Tuesday, July 10, 2012

Boulder Peakalicious

Well, the weather finally cooled off here in Boulder by virtue of about a weeks worth of torrential downpours.  After last week's blazing heat and fires, this week overcast with intermittent monsoons, which at least begot favorable sleeping conditions...

The Boulder Peak Triathlon was on Sunday; the hometown race which is always fun since you know the area and dont have to travel.  The Peak is a fairly old race and is well known for the bike course which heads uphill straight from the Boulder Reservoir and eventually up a 14% grade climb adding about 1300ft.  Though it was to rain all night and more on Sunday afternoon, I figured being in Colorado, the chance of rain in the morning was approximately equivalent to my chance of getting eaten by a shark during the swim.  I'm no actuary, but as they say on PTI, zero percent chance.

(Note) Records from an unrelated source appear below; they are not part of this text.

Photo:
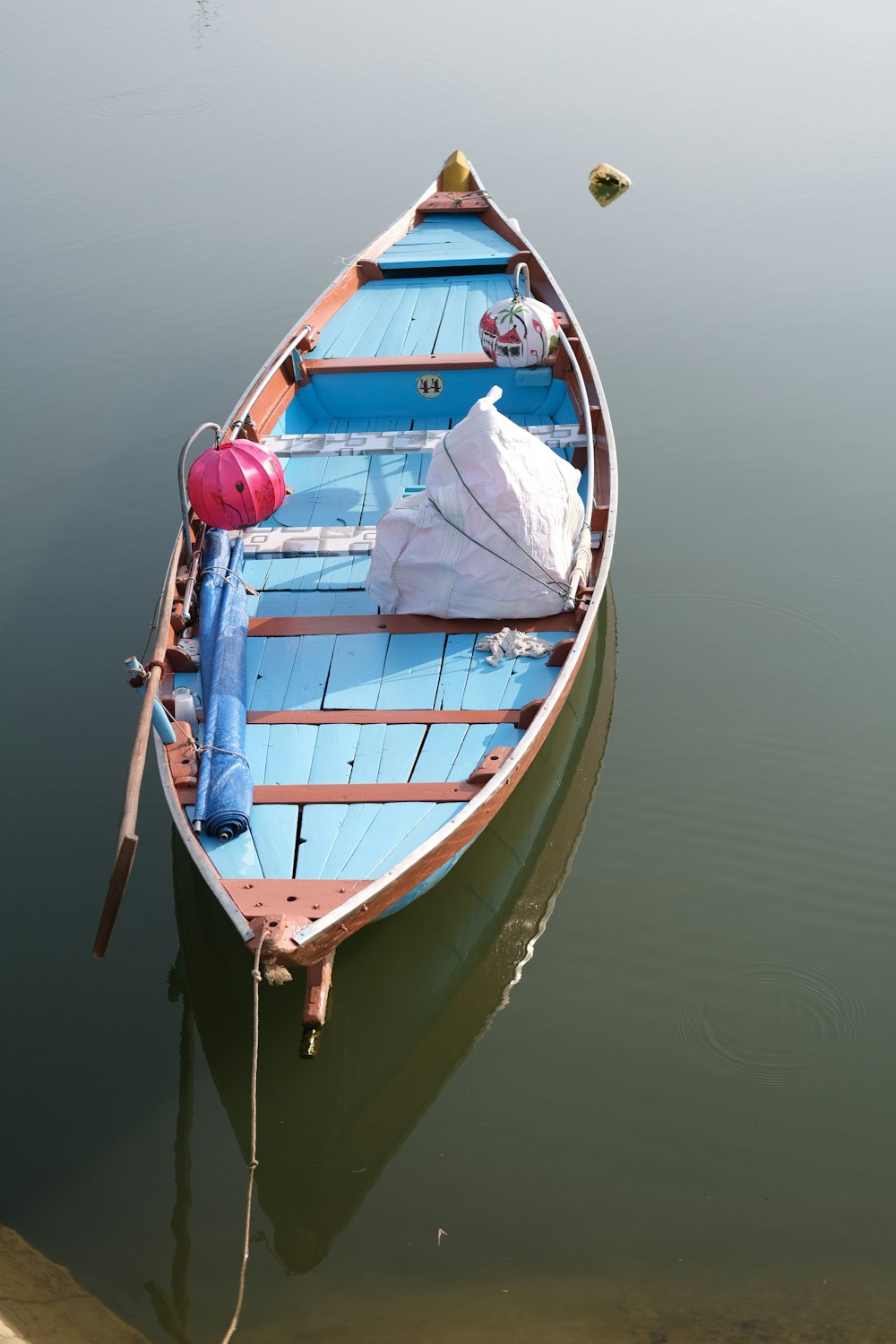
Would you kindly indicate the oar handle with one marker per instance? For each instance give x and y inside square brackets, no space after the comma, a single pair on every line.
[126,846]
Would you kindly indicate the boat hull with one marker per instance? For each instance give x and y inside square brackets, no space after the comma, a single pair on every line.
[298,914]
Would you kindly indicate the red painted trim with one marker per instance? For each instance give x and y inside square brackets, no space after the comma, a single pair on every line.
[280,626]
[454,203]
[455,790]
[394,363]
[300,900]
[382,715]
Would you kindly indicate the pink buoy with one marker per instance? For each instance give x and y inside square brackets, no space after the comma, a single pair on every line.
[237,484]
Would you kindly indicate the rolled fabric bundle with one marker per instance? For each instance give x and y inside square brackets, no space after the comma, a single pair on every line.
[225,788]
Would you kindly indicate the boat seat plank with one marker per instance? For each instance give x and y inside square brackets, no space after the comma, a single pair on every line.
[411,671]
[290,752]
[274,828]
[355,671]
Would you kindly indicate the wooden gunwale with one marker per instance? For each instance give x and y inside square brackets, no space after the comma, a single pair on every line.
[300,941]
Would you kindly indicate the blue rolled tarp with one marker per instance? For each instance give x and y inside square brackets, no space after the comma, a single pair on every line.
[225,789]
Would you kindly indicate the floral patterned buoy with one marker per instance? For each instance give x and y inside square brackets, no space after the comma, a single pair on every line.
[519,332]
[236,484]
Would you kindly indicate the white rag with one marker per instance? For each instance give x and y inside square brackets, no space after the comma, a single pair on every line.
[513,644]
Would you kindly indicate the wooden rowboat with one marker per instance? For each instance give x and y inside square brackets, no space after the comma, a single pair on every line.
[382,745]
[416,994]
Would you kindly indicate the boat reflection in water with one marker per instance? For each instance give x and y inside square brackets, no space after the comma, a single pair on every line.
[416,992]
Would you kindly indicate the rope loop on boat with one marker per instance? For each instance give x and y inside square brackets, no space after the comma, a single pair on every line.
[253,1145]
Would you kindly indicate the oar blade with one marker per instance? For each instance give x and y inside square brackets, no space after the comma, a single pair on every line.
[117,883]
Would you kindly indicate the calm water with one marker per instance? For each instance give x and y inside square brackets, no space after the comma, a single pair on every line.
[678,1126]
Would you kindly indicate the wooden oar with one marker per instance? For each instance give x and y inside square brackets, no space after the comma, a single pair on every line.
[126,846]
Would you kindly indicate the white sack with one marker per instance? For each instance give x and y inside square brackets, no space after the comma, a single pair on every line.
[517,486]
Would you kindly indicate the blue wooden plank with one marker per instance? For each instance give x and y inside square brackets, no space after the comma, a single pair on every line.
[254,650]
[485,685]
[322,824]
[311,668]
[360,311]
[355,671]
[255,750]
[425,323]
[452,242]
[355,604]
[255,572]
[234,857]
[367,755]
[273,674]
[290,750]
[411,672]
[479,739]
[280,602]
[455,668]
[370,340]
[400,752]
[274,825]
[530,679]
[340,572]
[358,822]
[414,835]
[395,335]
[335,752]
[335,325]
[440,752]
[341,492]
[395,822]
[450,333]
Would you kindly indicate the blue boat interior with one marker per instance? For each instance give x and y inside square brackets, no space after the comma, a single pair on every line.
[437,282]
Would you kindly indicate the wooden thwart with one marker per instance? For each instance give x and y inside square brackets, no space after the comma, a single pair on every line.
[455,790]
[284,626]
[383,717]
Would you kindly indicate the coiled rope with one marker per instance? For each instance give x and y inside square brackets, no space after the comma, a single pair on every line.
[253,1158]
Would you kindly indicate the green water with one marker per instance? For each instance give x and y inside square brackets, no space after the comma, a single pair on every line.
[673,1123]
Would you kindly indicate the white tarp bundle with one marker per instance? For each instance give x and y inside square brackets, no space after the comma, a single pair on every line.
[492,535]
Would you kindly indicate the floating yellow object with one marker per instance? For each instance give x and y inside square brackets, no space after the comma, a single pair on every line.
[606,183]
[455,175]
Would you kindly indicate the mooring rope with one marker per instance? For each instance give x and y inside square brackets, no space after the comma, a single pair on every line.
[253,1159]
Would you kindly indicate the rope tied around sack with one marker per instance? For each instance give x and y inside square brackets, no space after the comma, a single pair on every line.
[253,1144]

The Peak is also a historically tough race due to the competition.  Every pro triathlete in their brother lives either in Boulder or somewhere nearby, so the field is always stacked; this time being no different.  For spectator viewing pleasure, the pro waves start after the age group race, so I got to sleep in and get to the race in time for the 9:35 start.  I rolled in just in time to see my friend and CU tri teammate Drew Scott come haulin in off the bike en route to his overall elite division win.

The women's wave was off at 9:20 and the men were given a 15minute deficit.  There is always a $1000 bonus to the first pro to cross the line, but a 15 minute head start for the women is a tough gap to overcome.  The water was chilly but still 71 degrees (apparently) so wetsuits werent allowed.  I was happy actually because although a wetsuit would help me tremendously, I have mentally accepted the challenge of not having one.  The Boulder Res also accepted my challenge and I came out of the water 3min behind the fastest swimmers (Cameron Dye and some other dude with webbed feet).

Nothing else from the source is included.